Later that year, I broke the old golden rule of being a "good" therapist, the one that tells us to be a blank slate, and started a podcast where I shared my authentic voice and parts of my life that I hadn't shared before. It made me think: what other "rules" need breaking, what other "shoulds" need ditching? From that place, I decided to really go for it and write the book that was on my heart to write, A Little Less of a Hot Mess.

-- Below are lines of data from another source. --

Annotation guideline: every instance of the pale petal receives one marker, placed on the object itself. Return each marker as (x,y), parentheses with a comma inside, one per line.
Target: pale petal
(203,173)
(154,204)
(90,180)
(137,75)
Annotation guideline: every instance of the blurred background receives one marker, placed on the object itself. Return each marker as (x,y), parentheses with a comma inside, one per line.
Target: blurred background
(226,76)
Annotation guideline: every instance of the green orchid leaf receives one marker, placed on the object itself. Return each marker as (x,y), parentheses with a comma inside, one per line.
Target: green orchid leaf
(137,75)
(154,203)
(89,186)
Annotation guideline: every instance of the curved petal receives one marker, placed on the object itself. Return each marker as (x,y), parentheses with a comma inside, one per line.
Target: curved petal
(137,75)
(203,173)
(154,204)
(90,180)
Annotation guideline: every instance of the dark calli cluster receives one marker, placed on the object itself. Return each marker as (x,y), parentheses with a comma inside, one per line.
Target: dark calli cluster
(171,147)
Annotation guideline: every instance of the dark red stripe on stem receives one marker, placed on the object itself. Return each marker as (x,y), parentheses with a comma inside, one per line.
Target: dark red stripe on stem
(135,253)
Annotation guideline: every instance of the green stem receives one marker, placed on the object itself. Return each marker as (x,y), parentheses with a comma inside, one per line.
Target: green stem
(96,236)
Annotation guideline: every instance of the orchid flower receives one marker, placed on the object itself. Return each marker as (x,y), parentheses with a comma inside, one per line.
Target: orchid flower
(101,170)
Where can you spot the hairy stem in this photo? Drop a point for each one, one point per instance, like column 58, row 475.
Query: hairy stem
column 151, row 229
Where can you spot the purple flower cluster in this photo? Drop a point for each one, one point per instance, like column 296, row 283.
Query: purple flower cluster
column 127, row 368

Changing the narrative that tells us that being a "good" mom means abandoning ourselves, and that our highest value can be found (only) in motherhood, isn't an easy process. For me, finding myself again and stepping into my identity as a mother and more has been a series of little turns inwards. I'm now a mom of three—ages 7, 6, and 4—and the commitment to care for myself is one I take part in daily(ish) and also one I know won't always go as planned. With so much noise around what it takes to be "healthy" and "well," especially as moms, I think the best way to honor ourselves and not get lost in the weeds of expectation is to ask ourselves as often as possible: "Where do I fit into this equation, what do I need to feel seen or whole, and who do I need to involve to help make it happen?"